Al Globus makes an argument that orbiting space colonies are better than lunar colonies. I agree with some of what he says, but he only shows one side of it.
His agreements amount to:
- Orbital colonies are easier to build
- There's more space
- Orbital Colonists can live at 1 g.
To address point 3 first, there is little evidence of the effects of 1/6 g on the human body. So it is not a given that Lunnies could not visit Earth. But it might be a valid point.
Argument 2 is true, but I am not sure it matters. As he admits, the Earth is nearly uninhabited by area, so how are we going to fill up huge colonies in the near future, when we don't even fill up our home.About point 1, he states:
Getting back and forth to orbit is far easier than getting to the Moon or Mars, which is why we've had space stations circling Earth for thirty years and have yet to see the first base on the Moon much less on Mars.

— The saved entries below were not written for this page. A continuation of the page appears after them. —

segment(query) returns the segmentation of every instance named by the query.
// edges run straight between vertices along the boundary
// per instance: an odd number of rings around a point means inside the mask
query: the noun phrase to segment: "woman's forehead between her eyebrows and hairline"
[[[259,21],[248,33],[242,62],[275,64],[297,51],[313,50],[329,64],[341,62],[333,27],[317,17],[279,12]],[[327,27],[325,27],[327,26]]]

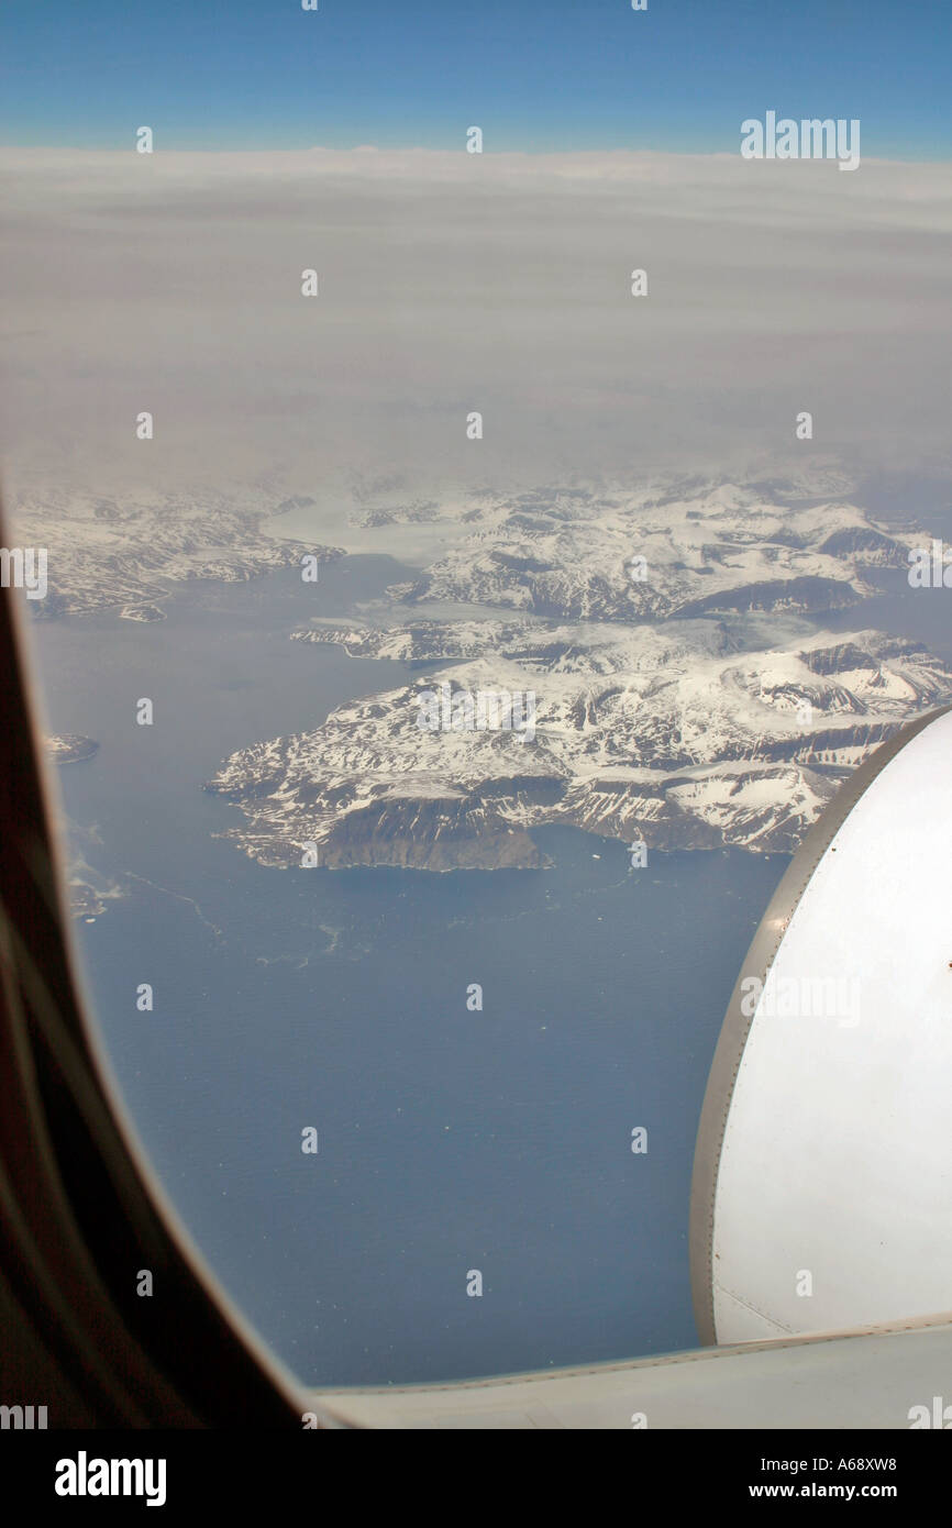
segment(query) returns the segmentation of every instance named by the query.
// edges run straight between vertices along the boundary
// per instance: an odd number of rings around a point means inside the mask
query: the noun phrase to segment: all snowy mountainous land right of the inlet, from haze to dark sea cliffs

First, we have not had large circling stations in orbit for any years. Skylab, Mir, and ISS together could hold maybe 20 people, if they liked each other. And they all cost a fortune to build. In orbit, everything you build has to come from somewhere else. On the Moon, it could (potentially) come from the dust beneath your feet.
I think it is yet to be seen whether orbital or lunar colonies will be better. Hopefully we will have both along with many other colonies on many other moons and planets in the coming centuries. I think I will lean on the side of the moon for our first foray.